Code completion, generation, and review. Small specialists now beat generalist 70Bs.

Coding is one of the few domains where small models genuinely caught up. A well-trained 7-14B coder beats a generalist 70B on most public benchmarks for popular languages and runs on a consumer laptop.

What we look for

  • Pass@1 on practical evals (HumanEval, MBPP, LiveCodeBench), discounted for over-fit.
  • Multi-language coverage - TypeScript, Go, Rust, SQL, not just Python.
  • Fill-in-the-middle support, required for editor integrations.
  • Long context - repo-scale reasoning needs 32K+.

Ranked for someone building developer tooling.

Picks

  1. #1 Gemma 4 31B 31.0B · Apache 2.0

    31B dense, Apache 2.0, 256K context, multimodal.

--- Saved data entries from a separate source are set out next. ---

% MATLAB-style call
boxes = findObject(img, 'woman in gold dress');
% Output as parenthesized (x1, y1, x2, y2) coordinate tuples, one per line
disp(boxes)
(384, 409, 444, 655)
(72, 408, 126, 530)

AIME 2026 89.2%, Codeforces ELO 2150 - leads open dense models in its size class for math and competitive programming. Bridges 'serious work' and 'fits on a 24-48GB GPU'.

  2. #2 Qwen3-Coder-Next 3.0B · Apache 2.0

    MoE coder built for agentic workflows. 3B active / 80B total. >70% on SWE-Bench Verified with the SWE-Agent scaffold. 256K native context. Apache 2.0.

  3. #3 Mistral Small 3.2 24B 24.0B · Apache 2.0

    Apache 2.0 mid-size all-rounder. ~81% MMLU at 150 t/s, 3x faster than Llama 3.3 70B at similar quality. 128K context. Vision support added in 3.x line.

  4. #4 Phi-4 Reasoning 14B 14.0B · MIT

    Punches above its weight on reasoning. Beats DeepSeek-R1-Distill-Llama-70B on AIME and GPQA at 5x smaller. Comparable to full DeepSeek-R1 (671B) on AIME 2025. MIT license.

  5. #5 Qwen3-8B Instruct 8.2B · Apache 2.0

    Strong all-rounder in the 7-8B class. Apache 2.0. 32K native context, 131K with YaRN. Hybrid 'thinking' mode you can toggle per request.

  6. #6 Phi-4-mini 3.8B 3.8B · MIT

    MIT license, 67% MMLU at 3.8B. Inherits the Phi reasoning lineage in a small footprint. 128K context, 200K-token vocabulary for multilingual support. Function-calling support.